Sizing and Cost Minimization of Standalone Hybrid WT/PV/Biomass/Pump-Hydro Storage-Based Energy Systems

Abstract

In this study, a standalone hybrid wind turbine (WT)/photovoltaic (PV)/biomass/pump-hydro-storage energy system was designed and optimized based on technical, economic, and environmental parameters to provide the load demand with an objective function of minimum cost of energy (COE). The constraints of the proposed approach are the loss of power supply probability, and the excess energy fraction. The proposed approach allows the combination of different sources of energy to provide the best configuration of the hybrid system. Therefore, the proposed system was optimized and compared with a WT/PV/biomass/battery storage-based hybrid energy system. This study proposes three different optimization algorithms for sizing and minimizing the COE, including the whale optimization algorithm (WOA), firefly algorithm (FF) and particle swarm optimization (PSO) and the optimization procedure was executed using MATLAB software. The outcomes of these algorithms are contrasted to select the most effective, and the one providing the minimum COE is chosen based on statistical analysis.

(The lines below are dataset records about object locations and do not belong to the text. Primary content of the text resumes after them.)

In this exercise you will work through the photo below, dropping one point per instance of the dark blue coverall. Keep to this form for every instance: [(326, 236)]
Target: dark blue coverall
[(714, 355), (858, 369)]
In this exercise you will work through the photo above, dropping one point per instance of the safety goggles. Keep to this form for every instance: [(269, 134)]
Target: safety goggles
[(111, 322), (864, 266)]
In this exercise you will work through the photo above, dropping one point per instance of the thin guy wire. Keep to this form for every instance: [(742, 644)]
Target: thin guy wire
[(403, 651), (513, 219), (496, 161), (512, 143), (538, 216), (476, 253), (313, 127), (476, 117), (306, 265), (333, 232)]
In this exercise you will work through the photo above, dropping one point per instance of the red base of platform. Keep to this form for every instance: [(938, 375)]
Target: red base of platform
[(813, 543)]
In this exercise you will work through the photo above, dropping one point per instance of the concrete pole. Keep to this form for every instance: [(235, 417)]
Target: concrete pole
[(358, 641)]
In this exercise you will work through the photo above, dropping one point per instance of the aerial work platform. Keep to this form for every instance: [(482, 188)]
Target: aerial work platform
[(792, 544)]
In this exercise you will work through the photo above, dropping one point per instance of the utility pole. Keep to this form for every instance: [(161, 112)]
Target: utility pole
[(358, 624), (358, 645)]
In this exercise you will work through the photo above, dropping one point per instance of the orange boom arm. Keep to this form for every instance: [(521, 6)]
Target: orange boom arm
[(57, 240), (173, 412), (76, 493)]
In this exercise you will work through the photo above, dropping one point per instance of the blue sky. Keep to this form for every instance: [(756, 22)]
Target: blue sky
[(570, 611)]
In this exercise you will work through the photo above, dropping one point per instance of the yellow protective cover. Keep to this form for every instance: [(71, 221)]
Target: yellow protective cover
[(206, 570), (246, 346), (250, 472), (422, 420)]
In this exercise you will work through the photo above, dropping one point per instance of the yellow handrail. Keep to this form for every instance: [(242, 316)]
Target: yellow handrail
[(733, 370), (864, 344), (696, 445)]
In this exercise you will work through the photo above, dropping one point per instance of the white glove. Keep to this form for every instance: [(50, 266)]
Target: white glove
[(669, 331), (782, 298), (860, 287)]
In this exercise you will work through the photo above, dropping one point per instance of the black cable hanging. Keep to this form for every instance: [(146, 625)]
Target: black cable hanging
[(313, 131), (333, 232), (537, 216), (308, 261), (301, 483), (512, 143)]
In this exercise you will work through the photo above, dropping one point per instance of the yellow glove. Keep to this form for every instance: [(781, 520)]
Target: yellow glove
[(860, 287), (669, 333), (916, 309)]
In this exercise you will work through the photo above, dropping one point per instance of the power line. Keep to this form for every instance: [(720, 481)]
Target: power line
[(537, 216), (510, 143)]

The results indicate that the proposed hybrid WT/PV/biomass/pump-hydro storage energy system is environmentally and economically practical. Meanwhile, the outcomes demonstrated the technical feasibility of a pump-hydro energy storage system in expanding the penetration of renewable energy sources compared to other existing systems. The COE of the pumped-hydro storage hybrid system was found to be lower (0.215 $/kWh) than that with batteries storage hybrid system (0.254 $/kWh) which was determined using WOA at the same load demand.